Dall’essere “una delle poche celebrità di origine giapponese con una presenza su Twitter” a diventare una rockstar dei social media, il passaggio è breve. Ma anche più studiato di quanto non si tenderebbe a pensare. «Se sono riuscito ad avere un tale impatto con soltanto qualche migliaio di fan, perché non cercare di allargarmi e costruirmi una base più grande?» si chiede a quel punto Takei. «Volevo costruire una comunità che potesse ridere, condividere e discutere le questioni pressanti della società». E ancora: «Desideravo una comunità di follower impegnati, non di semplici fan. Per me i social media dovevano essere un’impresa interattiva, non semplicemente reattiva.
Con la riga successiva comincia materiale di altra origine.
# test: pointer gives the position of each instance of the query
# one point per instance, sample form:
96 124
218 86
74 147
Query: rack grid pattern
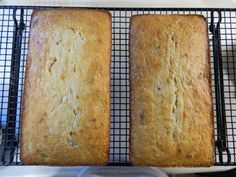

E ogni retweet doveva volere dire, implicitamente, “capisco la battuta e l’approvo”».

La sua combinazione, così semplice eppure così distintiva, di umorismo ed empatia – a me piace chiamarlo “sarcasmo compassionevole” – ha fatto di George Takei un punto riferimento per una generazione di giovani americani. La sua solidità sta nell’avere compreso l’importanza di ingaggiare il pubblico, cosa che si era già vista quando, forse goffamente, teneva a ringraziare uno per uno ogni singolo follower. La risposta pronta e l’umanità, il suo vissuto di emarginazione e di riscatto, fanno di Takei un piccolo grande romanzo americano: l’ingrediente essenziale per una riedizione “social” di un ben noto archetipo, quello del «bravo ragazzo con la lingua biforcuta», che già fu di Dan Savage. Nulla è troppo buonista, se detto da George Takei. Nessuna stoccata corre il rischio di apparire incattivita, se a portarla a segno è Mister Sulu. Perché, per dirla con le sue parole, «dare dello stronzo a uno stronzo a volte è esattamente quello di cui c’è bisogno».